Viewed from a longer historical perspective, the rate of growth in health spending over the past decade contrasts with the experience of the prior ten-year period. Health care spending growth averaged 4.3 percent per year during 2008–17, compared to an average annual rate of 7.3 percent over the 1998–2007 period. For this most recent decade, growth in both excess medical-specific inflation and the use and intensity of health care goods and services was slow relative to historical trends, despite the fact that this period included the largest increase in health insurance coverage since the 1960s.
However, the past ten years were also marked by lower overall economic growth (which averaged 3.0 percent) and lower economywide inflation (which averaged 1.6 percent), both strongly influenced by the Great Recession. As a result, the health spending share of GDP increased by 1.6 percentage points from 2008 to 2017 (compared to a 2.6-percentage-point increase from 1998 to 2007). For a health sector that now accounts for nearly one-fifth of the US economy, future increases in health care expenditures will likely lead to policy decisions focused on affordability and sustainability.
https://www.healthaffairs.org…
Comment:
By Don McCanne, M.D.
Health spending continues to gradually increase as a share of our gross domestic product – 1.6 percent over the past decade (though lower than the 2.6 percent increase over the previous decade). The authors state, “For a health sector that now accounts for nearly one-fifth of the US economy, future increases in health care expenditures will likely lead to policy decisions focused on affordability and sustainability.”

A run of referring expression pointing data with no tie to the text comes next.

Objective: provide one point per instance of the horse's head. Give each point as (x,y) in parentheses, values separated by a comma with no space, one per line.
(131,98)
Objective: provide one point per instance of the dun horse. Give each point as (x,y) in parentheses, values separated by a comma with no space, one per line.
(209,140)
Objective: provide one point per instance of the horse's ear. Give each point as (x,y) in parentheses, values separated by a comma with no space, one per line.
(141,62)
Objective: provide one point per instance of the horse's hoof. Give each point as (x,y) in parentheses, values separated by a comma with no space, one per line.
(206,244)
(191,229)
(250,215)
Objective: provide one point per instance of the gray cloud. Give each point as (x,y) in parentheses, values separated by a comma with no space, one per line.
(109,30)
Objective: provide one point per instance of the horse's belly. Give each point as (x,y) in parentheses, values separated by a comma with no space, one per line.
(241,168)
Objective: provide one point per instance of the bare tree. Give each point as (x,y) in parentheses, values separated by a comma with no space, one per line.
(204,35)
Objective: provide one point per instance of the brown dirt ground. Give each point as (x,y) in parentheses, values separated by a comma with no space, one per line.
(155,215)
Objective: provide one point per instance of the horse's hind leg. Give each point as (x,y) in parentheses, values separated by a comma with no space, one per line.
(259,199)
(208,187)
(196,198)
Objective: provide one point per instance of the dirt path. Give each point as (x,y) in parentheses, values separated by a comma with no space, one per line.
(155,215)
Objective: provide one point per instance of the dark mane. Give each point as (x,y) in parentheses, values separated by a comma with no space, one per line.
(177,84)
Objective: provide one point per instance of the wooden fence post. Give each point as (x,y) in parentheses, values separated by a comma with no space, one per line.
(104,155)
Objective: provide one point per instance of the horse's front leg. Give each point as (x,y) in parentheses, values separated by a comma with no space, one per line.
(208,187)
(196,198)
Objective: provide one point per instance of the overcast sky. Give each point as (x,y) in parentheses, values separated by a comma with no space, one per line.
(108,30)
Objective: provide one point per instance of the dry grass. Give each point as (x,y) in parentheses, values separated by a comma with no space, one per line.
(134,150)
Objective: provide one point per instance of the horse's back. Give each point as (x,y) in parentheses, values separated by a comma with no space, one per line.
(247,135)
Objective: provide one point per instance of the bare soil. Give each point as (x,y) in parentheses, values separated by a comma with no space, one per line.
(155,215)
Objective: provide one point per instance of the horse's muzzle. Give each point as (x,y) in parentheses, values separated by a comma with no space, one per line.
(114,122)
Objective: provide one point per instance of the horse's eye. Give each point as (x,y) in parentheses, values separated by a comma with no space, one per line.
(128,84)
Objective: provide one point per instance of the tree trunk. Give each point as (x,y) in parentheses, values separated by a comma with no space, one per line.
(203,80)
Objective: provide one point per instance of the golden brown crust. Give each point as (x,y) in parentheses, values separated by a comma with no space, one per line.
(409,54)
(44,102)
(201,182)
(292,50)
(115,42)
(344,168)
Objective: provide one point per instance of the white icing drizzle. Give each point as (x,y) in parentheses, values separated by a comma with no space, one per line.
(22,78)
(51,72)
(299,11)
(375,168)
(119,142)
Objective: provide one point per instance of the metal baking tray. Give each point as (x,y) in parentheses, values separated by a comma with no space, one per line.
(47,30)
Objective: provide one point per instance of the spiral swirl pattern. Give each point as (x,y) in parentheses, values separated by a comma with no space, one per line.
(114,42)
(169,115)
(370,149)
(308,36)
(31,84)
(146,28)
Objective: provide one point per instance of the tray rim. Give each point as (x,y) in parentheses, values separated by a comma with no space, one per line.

Those policy decisions should also address the high rates of uninsurance, underinsurance, administrative waste due to our financing model heavily dependent on a multitude of private insurers, and barriers to beneficial health care services due to restrictions of insurer provider networks and excessive deductibles and other cost sharing.
Most of these problems can be resolved simply by enactment of a single legislative package: Single Payer Medicare for All. Let’s do it.